In de evaluatie staan aspecten waar ik op dit moment positief noch negatief zwaar aan til. De inzet van Delft, met name van het dagelijks bestuur, is positief en aanzienlijk geweest. Positief waarderen wij de gang van zaken rondom werk en economie en de Vinex-locaties. Anderzijds ergert het ons nog steeds dat de besluitvorming zo ondoorzichtig blijft. Het is niet bij te benen. Voor een modaal raadslid zoals ik is het nauwelijks of niet meer te volgen. Je kunt het er niet zomaar bij doen. Hooguit kun je er een krent uit pikken om te blijven volgen, maar het gehele proces is volstrekt ondoorzichtig. Het is vooral een minpunt dat er nog steeds te weinig wordt gedaan aan de sociale kwestie. Ik ben het eens met de wethouder die in de commissie zei dat dit niet tot de zes taken behoort, maar binnen die zes kerntaken van Haaglanden kan toch bijzondere aandacht worden besteed aan die sociale component. Ik doel echter veel meer op de voorbereiding en de vaststelling van de nota Instrumenten waarbij met name de sociale en financiële paragraaf nogal vrij moeizaam tot stand is gekomen.
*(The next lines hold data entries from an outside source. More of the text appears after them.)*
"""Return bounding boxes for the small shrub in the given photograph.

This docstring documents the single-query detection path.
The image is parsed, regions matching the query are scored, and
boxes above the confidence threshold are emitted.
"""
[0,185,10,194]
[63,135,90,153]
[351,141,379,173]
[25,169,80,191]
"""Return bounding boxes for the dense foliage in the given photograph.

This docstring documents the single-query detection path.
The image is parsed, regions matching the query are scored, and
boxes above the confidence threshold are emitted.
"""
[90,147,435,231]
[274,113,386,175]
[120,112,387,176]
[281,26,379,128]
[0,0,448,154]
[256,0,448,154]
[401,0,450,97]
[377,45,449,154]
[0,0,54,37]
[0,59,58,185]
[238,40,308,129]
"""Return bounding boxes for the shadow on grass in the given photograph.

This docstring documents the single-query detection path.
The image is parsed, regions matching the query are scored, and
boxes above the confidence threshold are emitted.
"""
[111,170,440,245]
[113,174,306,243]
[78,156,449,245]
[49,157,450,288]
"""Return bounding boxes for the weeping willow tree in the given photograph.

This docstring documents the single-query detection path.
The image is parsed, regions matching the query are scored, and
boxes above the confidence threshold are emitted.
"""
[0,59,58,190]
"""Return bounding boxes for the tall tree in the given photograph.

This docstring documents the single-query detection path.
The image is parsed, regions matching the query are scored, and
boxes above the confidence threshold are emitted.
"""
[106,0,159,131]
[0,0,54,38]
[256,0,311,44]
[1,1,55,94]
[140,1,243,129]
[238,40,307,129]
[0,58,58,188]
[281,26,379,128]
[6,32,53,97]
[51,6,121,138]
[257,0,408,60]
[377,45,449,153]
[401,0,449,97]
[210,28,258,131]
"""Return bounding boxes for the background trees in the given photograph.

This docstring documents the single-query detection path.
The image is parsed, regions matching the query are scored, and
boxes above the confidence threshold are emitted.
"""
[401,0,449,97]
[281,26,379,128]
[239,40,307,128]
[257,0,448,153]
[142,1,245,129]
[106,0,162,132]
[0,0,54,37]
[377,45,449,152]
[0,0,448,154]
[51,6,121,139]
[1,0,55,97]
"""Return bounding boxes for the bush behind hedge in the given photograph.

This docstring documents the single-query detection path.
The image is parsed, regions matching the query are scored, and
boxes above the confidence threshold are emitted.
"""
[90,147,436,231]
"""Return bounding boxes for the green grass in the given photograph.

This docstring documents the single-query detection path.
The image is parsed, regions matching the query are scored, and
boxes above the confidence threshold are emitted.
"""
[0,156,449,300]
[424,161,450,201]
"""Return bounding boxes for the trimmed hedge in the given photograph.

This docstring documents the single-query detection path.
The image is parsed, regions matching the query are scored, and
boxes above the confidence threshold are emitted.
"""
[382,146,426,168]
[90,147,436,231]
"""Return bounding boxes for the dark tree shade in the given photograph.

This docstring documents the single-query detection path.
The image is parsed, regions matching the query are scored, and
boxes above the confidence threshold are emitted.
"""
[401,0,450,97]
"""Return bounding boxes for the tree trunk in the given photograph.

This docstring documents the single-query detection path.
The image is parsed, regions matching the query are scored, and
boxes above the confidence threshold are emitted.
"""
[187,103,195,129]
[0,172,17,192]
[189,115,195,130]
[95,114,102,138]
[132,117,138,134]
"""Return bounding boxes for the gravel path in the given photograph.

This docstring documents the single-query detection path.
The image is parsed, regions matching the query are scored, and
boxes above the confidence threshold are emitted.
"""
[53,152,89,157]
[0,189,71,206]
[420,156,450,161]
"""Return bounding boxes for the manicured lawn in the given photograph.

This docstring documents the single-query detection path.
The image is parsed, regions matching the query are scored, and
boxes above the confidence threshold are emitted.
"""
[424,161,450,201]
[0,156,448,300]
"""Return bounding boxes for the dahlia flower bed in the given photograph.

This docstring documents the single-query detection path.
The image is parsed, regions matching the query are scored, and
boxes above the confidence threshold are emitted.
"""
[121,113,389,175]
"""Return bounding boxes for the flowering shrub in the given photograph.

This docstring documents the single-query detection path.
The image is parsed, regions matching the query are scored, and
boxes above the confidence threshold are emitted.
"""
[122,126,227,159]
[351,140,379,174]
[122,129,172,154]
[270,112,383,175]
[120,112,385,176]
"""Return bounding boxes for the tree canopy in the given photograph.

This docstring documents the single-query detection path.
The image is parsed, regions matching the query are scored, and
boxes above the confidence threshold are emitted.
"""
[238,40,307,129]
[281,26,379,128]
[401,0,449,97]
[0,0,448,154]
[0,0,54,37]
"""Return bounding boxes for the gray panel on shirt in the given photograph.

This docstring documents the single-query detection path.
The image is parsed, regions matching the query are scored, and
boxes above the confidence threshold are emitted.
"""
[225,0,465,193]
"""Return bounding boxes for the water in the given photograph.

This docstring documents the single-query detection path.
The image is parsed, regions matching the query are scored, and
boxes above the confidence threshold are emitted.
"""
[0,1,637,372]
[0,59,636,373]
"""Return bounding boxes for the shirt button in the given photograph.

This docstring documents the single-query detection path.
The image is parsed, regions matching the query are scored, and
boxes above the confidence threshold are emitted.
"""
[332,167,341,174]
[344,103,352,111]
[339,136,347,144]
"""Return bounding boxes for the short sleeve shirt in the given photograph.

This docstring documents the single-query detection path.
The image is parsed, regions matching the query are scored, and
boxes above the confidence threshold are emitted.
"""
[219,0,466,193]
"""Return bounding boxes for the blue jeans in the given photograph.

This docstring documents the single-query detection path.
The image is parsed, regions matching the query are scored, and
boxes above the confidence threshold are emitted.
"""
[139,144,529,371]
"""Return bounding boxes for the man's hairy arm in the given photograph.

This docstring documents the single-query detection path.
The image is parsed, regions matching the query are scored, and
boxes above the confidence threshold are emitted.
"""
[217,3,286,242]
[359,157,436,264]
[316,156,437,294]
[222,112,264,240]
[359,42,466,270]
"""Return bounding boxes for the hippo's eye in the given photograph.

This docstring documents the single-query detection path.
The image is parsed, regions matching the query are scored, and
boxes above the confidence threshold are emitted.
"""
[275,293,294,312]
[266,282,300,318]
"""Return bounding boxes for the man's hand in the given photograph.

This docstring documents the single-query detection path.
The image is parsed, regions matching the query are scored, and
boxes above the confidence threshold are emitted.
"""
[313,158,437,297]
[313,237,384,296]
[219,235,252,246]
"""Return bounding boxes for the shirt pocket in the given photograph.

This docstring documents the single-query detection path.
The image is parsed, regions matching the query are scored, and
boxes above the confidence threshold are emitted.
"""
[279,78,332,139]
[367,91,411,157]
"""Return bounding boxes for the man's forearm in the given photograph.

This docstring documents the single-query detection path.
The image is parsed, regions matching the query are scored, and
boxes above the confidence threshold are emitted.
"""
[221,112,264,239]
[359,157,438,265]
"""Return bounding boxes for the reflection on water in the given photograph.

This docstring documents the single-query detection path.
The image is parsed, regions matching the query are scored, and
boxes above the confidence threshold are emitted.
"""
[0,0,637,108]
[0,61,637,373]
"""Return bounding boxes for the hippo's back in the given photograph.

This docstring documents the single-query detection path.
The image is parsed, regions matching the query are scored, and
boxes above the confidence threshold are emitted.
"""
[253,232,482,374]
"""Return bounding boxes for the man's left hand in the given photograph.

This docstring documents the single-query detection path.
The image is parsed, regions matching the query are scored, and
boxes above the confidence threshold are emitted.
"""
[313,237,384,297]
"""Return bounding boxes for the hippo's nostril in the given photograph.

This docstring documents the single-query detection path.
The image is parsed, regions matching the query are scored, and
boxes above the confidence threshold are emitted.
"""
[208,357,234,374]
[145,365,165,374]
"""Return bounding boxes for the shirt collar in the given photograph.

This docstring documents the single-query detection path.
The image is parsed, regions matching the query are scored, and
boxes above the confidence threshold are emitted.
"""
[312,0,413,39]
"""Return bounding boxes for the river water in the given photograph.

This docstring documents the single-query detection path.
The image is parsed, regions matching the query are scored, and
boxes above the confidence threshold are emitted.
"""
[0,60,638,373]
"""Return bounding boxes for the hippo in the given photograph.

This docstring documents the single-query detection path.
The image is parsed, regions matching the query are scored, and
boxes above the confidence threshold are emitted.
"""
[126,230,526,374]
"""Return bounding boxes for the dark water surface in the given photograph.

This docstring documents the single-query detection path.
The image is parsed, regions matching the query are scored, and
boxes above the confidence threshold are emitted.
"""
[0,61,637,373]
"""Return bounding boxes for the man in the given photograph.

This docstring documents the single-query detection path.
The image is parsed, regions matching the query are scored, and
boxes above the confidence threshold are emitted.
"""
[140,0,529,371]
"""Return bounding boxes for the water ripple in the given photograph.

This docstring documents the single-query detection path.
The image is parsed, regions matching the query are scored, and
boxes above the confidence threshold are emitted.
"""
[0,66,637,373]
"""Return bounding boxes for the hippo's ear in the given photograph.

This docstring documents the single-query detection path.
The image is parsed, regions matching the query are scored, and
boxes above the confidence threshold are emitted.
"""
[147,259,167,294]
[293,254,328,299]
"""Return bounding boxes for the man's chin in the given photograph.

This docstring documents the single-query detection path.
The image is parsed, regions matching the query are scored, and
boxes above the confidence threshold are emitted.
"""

Voorzitter. Wij zijn het ook eens met de volgorde van de opties die het college heeft aangegeven. Aan het lijntje houden heeft inderdaad geen zin. Als er geen perspectief meer is, moeten wij er ook zo snel mogelijk mee ophouden. Wij hebben totaal geen behoefte aan langere of dikkere ROL'en; het is of de provincie nieuwe stijl die wat om het lijf heeft, of wij moeten er vanaf. Dat betekent voor ons dat wij dan komen bij de grootschalige herindelingen. Wij hebben al eerder geconstateerd dat Delft klem loopt op haar grenzen. De ontwikkelingsmogelijkheden worden beperkt en wij kunnen niet te lang wachten met daaraan iets te doen. Ik begrijp dat er veel overleg nodig is geweest, want er zijn ondertussen drie wijzigingen geweest van de bladzijde waarop staat dat Delft kiest voor grootschalige herverdeling, maar ik snap niet wat nu de essentie is van de wijziging.

In de eerste versie werd in de derde alinea van blz. 10 uitgelegd wat Delft in tweede instantie zou willen, nl. grootschalige herindeling. In de tweede en derde wijziging daarvan staat dat ook wel zo'n beetje, maar volgens mij zijn die er alleen maar gekomen om uiteindelijk ook het CDA mee te krijgen. Ik vind dat prima...

De heer VAN DOEVEREN (CDA): Het gaat er ook om of u ermee instemt, mijnheer Torenstra!

De heer TORENSTRA (PvdA): Eerst staat er dat Delft voor grootschalige herindeling is als de provincie nieuwe stijl er niet blijkt te kunnen komen. In de tweede wijziging wordt met veel omhaal hetzelfde gesteld, maar dan met de toevoeging: zoals ook staat in de nota VBO. In de derde wijziging staat er net weer iets anders en dan denk ik dat er blijkbaar nogal wat coalitieberaad voor nodig is geweest. Ik kan het CDA echter uit de droom helpen, want ook onder het vorige kabinet was dat al bestaand beleid dat onder verantwoordelijkheid viel van CDA-staatssecretaris De Graaff-Nauta. Er is dus niets nieuws onder de zon.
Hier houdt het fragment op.